Agentes apreenderam cerca de R$ 430 mil com Sóstenes, que é o líder do PL na Câmara. Assessores dos dois parlamentares também são alvos dos mandados expedidos pelo ministro do STF (Supremo Tribunal Federal) Flávio Dino, no Distrito Federal e no Rio de Janeiro.
Conforme as investigações, “agentes políticos, servidores comissionados e particulares teriam atuado de forma coordenada para o desvio e posterior ocultação de verba pública”. São apurados os crimes de peculato, lavagem de dinheiro e organização criminosa.
Cotas parlamentares são verbas mensais disponibilizadas a deputado e senadores para cobrir os custos de mandato.
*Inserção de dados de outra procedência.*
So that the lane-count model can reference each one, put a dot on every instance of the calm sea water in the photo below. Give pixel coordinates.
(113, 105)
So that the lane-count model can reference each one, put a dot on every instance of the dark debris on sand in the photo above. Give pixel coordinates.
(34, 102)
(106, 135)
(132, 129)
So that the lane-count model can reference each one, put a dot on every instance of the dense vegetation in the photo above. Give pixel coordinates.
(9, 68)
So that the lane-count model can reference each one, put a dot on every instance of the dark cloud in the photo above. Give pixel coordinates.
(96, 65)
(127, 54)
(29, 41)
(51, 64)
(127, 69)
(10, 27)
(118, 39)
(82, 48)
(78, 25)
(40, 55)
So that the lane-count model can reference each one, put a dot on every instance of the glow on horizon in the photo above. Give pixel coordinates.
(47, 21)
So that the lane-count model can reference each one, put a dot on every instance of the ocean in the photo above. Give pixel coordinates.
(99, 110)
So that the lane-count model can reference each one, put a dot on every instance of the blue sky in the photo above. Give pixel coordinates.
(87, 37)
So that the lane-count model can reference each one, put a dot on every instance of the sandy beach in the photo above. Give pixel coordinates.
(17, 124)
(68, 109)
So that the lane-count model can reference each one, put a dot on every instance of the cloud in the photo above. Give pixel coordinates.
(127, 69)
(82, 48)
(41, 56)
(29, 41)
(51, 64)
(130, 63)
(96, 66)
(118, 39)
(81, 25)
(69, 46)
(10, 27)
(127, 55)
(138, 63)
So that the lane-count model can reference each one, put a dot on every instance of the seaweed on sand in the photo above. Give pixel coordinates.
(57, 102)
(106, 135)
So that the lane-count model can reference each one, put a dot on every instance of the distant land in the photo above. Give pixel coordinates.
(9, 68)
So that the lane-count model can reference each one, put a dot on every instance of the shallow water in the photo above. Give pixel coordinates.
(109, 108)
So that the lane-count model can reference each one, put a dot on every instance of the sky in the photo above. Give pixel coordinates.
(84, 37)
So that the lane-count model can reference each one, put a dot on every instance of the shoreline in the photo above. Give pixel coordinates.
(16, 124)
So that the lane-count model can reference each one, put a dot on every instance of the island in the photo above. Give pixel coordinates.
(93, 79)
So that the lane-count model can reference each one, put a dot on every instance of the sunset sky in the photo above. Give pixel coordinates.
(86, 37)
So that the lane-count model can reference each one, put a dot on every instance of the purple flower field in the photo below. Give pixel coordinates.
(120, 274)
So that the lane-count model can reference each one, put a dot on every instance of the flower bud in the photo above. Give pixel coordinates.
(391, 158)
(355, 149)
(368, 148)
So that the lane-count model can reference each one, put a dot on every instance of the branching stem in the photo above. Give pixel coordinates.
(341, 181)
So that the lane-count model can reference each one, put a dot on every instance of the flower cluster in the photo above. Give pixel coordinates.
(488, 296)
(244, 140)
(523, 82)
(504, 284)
Na prática, funciona como um “cartão corporativo”.
O valor é calculado conforme o preço médio da passagem de avião do estado que o parlamentar representa para Brasília, embora a cota não seja destinada apenas a cobrir gastos com transporte. O dinheiro também é usado para bancar custos com alimentação, aluguel de carro e gasolina, combustível de jatinho, aluguel e contas dos escritórios dos parlamentares em seus estados de origem, entre outros.
O valor mensal disponibilizado aos parlamentares do Rio — casos dos dois alvos de hoje da PF — é de R$ 41.553,77. Sóstenes tem direito a um adicional mensal de R$ 1.353,04 por exercer cargo de líder de partido na Câmara.